The central role of family is present among the Khan’s enemies among the Song dynasty as well. The woman who spies on the Khan’s court for the Song regime is motivated not by any sort of patriotism, but by a desire to protect her daughter from the corrupt prime minister, Jia Sidao.

Sidao himself, a low-born social climber, illustrates within Marco Polo what becomes of those who value only political power. Sidao treats his own sister and niece with contempt and thinks only of matters of state. A master conniver, Sidao’s brutality is contrasted with that of the Khan. Unlike with Sidao, the Khan’s brutality is in the service of what he sees as his many responsibilities. He owes a debt to his family, to his ancestors, and to those who rely on him for employment and sustenance.

Sidao, on the other hand is in the service of no one, including the people of the Song or the emperor he is sworn to serve. He is, in a sense, the ultimate individualist, and a community of one.
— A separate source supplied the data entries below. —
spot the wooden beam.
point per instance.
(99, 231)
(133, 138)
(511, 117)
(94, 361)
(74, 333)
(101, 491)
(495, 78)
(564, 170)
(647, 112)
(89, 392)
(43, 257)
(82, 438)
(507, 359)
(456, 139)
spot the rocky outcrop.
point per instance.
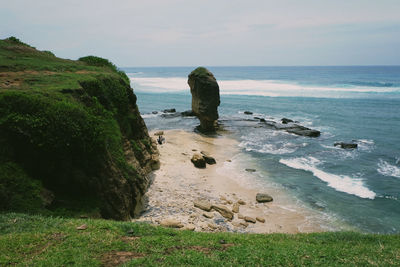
(346, 145)
(205, 98)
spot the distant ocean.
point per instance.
(358, 187)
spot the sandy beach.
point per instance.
(178, 184)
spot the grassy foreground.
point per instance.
(30, 240)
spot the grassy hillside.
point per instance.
(45, 241)
(71, 135)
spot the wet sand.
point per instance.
(178, 184)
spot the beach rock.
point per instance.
(286, 121)
(261, 198)
(346, 145)
(198, 161)
(188, 113)
(208, 215)
(249, 219)
(189, 227)
(224, 211)
(235, 208)
(171, 223)
(209, 160)
(205, 98)
(203, 205)
(241, 202)
(260, 219)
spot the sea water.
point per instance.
(360, 187)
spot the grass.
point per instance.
(48, 241)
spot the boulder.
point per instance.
(286, 121)
(203, 205)
(224, 211)
(205, 98)
(235, 208)
(260, 219)
(188, 113)
(346, 145)
(249, 219)
(209, 160)
(198, 161)
(171, 223)
(261, 197)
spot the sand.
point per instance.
(178, 184)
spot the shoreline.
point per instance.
(178, 184)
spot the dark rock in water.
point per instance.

Through these relationships, we find that Marco Polo is profoundly conservative (in the traditionalist sense) in its view of the state and those who live under it. Yet, while we can speak well of Marco Polo’s contrasting of the family and the state, and of the show’s assertion that matters of state should be subordinate to family matters, it would be a mistake to describe much of anything within Marco Polo as favorable to the idea of laissez faire. For example, the least sympathetic character beyond Sidao is Marco’s father who, as a merchant, is portrayed as greedy and even inept, escaping execution only thanks to Marco’s efforts. The merchant trade is not a virtuous trade, the series tells us, and for Marco, abandoned by his own father who seeks riches instead, true virtue is to be found in service to the Khan.

Also prominent within the series is taxation, and those who collect and count taxes are three-dimensional and largely sympathetic characters in Marco Polo. Meanwhile, those who actually generate the taxes — merchants like Marco’s father — are either self-serving or simply nameless rabble.